In a 2006 radio interview with Leonard Lopate, Nevins declared: "The secret of understanding Woolrich: self-hatred, self-contempt."  I don't know.  I would say the secret, if there is one, might lie more along the lines of what Jacques Barzun noted about Woolrich back in the 1920s: a crippling shyness and resultant loneliness coupled with an inclination to pessimism arising from a bitter conviction of the inexorable indifference, or even malignity, of fate.  As Barzun strikingly put it:

He had a sense of destiny, both on the positive side, that he was going to accomplish something, and on the negative side, that he couldn't possibly do it, that something would interfere, the ceiling would fall in on him just as a contract was being signed for the next book, or something of the sort.

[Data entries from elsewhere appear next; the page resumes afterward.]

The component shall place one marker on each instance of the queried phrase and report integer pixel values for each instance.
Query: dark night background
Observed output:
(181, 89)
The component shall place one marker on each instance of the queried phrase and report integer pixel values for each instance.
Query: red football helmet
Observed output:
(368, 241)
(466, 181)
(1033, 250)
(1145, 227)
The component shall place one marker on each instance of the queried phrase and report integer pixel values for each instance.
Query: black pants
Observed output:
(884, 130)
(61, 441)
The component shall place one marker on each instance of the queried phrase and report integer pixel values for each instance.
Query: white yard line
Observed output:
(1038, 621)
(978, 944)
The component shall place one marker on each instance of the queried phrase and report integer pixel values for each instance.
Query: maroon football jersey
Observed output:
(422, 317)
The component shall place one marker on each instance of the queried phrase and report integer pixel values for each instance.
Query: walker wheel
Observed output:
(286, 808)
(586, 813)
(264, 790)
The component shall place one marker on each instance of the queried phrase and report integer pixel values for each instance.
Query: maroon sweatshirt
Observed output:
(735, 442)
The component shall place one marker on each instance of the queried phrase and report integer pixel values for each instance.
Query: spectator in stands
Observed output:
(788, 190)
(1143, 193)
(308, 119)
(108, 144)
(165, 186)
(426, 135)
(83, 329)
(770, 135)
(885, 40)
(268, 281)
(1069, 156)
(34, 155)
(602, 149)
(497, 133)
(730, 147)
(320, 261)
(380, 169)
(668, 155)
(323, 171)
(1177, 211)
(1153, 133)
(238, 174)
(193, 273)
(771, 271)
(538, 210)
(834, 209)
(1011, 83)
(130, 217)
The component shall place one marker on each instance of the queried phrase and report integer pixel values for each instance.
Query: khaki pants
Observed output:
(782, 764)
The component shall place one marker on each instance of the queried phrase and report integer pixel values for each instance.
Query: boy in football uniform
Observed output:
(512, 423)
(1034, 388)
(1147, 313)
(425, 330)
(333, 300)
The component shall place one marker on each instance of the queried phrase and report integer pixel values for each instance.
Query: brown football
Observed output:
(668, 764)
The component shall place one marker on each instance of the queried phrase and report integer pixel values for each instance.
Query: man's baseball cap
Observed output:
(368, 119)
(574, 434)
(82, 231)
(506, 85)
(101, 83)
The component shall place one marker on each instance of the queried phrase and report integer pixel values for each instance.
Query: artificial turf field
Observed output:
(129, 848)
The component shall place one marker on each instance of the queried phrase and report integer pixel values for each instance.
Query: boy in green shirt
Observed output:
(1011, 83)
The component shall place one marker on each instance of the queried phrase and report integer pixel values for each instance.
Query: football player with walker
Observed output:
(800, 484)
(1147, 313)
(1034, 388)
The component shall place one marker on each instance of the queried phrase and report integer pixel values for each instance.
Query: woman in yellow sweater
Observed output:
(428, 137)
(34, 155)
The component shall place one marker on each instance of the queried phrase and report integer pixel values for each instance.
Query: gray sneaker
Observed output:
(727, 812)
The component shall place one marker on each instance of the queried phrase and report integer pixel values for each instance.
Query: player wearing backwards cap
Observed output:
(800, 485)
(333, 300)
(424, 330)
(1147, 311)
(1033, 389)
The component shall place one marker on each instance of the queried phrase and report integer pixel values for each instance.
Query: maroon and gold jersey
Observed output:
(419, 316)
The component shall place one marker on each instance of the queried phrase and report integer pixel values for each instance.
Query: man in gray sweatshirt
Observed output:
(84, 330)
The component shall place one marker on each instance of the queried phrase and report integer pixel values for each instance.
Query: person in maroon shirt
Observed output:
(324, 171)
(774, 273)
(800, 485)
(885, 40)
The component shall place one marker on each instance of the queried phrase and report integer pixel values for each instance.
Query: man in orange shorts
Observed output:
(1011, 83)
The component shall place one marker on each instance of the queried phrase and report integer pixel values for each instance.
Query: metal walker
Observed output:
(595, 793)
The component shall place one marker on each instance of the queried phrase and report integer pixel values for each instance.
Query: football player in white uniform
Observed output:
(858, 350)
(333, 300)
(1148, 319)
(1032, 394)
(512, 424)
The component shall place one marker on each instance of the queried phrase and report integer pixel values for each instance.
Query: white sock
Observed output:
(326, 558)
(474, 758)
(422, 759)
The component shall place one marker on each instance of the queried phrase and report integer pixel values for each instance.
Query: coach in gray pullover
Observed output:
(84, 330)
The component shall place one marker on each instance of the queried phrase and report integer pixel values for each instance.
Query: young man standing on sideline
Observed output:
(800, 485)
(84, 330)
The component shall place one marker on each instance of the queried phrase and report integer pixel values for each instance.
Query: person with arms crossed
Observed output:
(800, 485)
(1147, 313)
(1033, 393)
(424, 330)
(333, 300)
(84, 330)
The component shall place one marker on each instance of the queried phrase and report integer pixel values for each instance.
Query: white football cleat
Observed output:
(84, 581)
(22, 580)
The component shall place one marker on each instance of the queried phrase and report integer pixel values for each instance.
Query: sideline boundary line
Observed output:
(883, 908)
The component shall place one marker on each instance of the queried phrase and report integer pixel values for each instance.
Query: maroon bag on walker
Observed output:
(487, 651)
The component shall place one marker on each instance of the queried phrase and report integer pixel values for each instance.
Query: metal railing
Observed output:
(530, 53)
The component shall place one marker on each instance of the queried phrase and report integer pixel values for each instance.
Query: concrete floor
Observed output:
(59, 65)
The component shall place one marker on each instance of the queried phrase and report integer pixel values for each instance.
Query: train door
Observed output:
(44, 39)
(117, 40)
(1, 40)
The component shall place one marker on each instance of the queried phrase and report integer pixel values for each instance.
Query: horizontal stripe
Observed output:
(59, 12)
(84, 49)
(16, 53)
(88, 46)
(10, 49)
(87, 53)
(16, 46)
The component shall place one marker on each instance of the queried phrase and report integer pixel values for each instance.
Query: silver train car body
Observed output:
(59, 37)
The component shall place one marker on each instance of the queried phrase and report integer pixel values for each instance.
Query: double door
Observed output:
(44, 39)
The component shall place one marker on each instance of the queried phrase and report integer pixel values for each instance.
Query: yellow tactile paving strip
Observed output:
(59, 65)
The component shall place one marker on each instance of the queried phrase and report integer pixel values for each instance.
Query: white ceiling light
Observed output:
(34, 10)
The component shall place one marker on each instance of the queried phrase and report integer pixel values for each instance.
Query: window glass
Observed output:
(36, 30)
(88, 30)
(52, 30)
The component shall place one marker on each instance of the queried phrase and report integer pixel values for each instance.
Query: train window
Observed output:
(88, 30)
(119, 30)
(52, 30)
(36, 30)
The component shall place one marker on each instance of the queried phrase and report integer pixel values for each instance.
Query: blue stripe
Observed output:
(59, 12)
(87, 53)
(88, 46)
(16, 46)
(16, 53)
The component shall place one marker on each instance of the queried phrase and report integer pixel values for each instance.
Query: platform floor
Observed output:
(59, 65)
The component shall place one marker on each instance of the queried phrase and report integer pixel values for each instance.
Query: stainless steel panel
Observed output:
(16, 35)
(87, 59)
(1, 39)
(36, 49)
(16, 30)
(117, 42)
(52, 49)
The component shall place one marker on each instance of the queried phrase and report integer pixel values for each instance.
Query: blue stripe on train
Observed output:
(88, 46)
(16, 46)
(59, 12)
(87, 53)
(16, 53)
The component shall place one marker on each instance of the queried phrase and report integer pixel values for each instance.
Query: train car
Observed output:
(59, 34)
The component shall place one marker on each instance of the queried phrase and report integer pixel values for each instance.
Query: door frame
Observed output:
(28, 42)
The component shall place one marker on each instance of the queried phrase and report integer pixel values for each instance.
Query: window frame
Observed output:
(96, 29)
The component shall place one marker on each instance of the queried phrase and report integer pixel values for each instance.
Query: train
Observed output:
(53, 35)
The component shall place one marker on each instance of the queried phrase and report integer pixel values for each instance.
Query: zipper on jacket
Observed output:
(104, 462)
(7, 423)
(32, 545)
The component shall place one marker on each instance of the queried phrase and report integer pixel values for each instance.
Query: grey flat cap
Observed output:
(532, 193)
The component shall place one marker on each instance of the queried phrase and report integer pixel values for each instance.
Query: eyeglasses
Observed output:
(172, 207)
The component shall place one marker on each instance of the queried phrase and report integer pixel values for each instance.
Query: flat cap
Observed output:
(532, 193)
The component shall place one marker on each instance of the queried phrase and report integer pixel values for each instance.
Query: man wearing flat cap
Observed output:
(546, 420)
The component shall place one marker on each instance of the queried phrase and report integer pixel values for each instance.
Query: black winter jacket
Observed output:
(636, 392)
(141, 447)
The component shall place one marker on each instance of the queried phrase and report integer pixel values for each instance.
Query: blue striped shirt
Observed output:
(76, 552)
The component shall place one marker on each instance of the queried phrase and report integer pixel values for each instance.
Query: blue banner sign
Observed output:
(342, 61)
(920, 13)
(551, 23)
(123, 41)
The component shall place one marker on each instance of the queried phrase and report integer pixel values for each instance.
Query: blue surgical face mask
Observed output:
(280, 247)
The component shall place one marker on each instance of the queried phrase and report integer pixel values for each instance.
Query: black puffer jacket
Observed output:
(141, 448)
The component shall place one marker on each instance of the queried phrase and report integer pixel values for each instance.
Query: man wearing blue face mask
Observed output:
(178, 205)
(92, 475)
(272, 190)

This attitude, I believe, lies at the heart of so much of Woolrich's crime fiction and gives it such bleak power.  Not self-hatred, but despair over the isolation and ultimate annihilation of the self.  "They both kept looking troubledly out and up," writes Woolrich of characters in "Speak to Me of Death," "at those distant inscrutable pinpoints of brilliance, that no man can defy or alter."

29 comments:

  1. Certainly a fascinating figure Curt - Have you ever had the opportunity to ask Mike Nevins about thsi side of Woolrich's life?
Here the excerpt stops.